A strong opposition means that a government has to up its game and that can only be good for the British people.
For the past five years the Conservative Party has been lucky to be facing Corbyn’s Labour but the lack of opposition, even if you don’t intend it, allows you to get sloppy. Look no further than Mrs May’s 2017 election campaign for evidence of that.
The truth is that if, once this terrible period is over, the Conservative Party want to hold on to power then we will have to be more laser focussed than ever in delivering the things which matter to ordinary people; and that challenge will be a tough one given the events of this Spring.
But whilst it is true that Labour will up their game not all is lost for the Conservatives, in fact Sir Keir has some pretty herculean tasks of his own.
Let’s put to bed once and for all that that Labour members have elected a ‘toff’ as their leader and that won’t play well with their traditional working-class voters.
Any Conservative who thinks that is weapon which can be used against Labour is misguided. Voters don’t care whether Keir Starmer has a knighthood or not, or whether he’s posh – look no further than those former ‘red wall’ seats electing Boris Johnson as Prime Minister last December.
Outside of the Westminster village I would suggest very few are bothered that, yet again, Labour has elected another white, male leader – when the Tories have had two women Prime Ministers and BME MPs holding the great offices of state. It perhaps does say something about Labour’s culture though when no female leadership candidate in Labour’s history has ever earned more votes than the men they were standing against.
No, what ordinary people care about is whether they can relate to a Prime Minister, not whether they can see themselves sharing a pint with him or her, but whether an aspirant PM understands what their lives are like, what their hopes and dreams are.
It’s a common thread amongst the most successful Prime Ministers that they are, in their own way, relatable.
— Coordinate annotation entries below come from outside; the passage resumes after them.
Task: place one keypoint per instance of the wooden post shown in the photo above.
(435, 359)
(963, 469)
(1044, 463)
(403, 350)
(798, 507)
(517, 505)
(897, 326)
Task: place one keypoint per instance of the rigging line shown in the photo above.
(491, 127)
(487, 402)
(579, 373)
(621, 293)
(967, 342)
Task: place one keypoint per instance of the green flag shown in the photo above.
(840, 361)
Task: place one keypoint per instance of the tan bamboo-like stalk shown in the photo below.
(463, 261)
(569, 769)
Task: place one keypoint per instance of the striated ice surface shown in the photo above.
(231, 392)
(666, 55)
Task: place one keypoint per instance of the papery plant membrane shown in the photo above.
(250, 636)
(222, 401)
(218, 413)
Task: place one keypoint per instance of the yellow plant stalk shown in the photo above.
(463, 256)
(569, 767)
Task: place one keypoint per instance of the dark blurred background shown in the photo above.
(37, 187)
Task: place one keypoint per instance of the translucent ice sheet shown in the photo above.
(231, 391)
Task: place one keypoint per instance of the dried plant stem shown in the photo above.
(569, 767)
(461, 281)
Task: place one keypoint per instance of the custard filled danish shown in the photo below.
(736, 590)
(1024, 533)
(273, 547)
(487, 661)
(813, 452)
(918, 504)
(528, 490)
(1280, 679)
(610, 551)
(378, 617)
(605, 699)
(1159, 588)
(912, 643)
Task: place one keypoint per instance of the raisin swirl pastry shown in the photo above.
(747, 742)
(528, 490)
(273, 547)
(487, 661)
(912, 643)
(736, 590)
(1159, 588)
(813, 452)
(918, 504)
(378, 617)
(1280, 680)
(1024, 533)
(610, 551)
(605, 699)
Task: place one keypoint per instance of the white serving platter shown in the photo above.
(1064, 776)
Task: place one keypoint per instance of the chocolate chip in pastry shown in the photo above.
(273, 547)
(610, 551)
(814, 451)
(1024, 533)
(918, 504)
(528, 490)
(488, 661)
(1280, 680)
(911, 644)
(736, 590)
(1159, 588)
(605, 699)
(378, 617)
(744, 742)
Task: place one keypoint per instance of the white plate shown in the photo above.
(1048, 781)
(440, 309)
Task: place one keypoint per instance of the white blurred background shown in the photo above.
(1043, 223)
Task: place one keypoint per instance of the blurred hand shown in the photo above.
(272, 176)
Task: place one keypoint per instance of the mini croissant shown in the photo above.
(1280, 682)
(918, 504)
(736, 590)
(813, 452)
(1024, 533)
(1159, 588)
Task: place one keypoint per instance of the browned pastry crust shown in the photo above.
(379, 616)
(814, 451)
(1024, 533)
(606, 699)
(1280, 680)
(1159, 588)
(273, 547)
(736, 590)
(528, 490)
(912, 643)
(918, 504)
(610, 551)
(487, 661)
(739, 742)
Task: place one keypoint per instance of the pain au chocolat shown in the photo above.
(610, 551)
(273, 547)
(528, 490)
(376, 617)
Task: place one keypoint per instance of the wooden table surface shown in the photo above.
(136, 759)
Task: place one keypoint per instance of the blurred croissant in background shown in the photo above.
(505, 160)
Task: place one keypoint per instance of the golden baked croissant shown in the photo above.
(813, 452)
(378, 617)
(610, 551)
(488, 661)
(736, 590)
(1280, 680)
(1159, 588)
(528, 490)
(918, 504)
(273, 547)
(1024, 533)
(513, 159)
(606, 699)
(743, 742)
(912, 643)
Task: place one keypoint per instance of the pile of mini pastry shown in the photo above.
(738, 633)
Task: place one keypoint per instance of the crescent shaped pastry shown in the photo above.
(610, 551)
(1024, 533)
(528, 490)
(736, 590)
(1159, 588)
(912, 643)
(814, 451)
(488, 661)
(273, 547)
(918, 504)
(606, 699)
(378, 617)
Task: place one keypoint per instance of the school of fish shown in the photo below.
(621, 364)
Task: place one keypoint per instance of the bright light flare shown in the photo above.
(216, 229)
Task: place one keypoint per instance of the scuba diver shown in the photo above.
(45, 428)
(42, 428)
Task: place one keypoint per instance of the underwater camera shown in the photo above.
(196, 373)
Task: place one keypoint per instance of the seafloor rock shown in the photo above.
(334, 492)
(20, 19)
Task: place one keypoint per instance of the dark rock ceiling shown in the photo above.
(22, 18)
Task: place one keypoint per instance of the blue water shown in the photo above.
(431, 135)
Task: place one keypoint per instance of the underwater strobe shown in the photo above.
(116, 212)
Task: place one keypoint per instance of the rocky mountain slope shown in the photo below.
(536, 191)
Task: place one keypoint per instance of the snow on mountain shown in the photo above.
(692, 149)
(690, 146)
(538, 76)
It’s why Thatcher, Major, Blair, Cameron and Johnson were electoral successes; whilst Michael Howard, Gordon Brown, Ed Miliband and Teresa May weren’t.
The difficulty which Starmer faces from day one is that to be relatable voters will have to feel that even if he disagrees with them at least he respects them; and that is Sir Keir’s problem from the start.
Sir Keir will always be seen as a man who tried to stop democracy happening by preventing Brexit, from now to eternity he will be the Shadow Foreign Secretary who did everything in his power to stymie the democratic mandate of the people being enacted.
In the end it doesn’t matter whether Sir Keir Starmer was right or wrong when it came to remain versus leave; he was totally wrong when it came to the will of the people versus the machinations of the establishment.
No one is ever going to let Keir Starmer forget that, and nor should they, democracy is far too important.
I said earlier that for me leaving the Labour Party and crossing the floor was one of the best decisions of my life, and although I’m pleased to see a competent Labour leader, I still believe it’s one of the smartest choices you can make because it boils down to something much more fundamental.
Labour, and not least Sir Keir Starmer, have always and will always think they know better than you – that’s the awakening I had under Jeremy Corbyn.
The British people have long memories, I don’t think that’s something they will forget any time soon.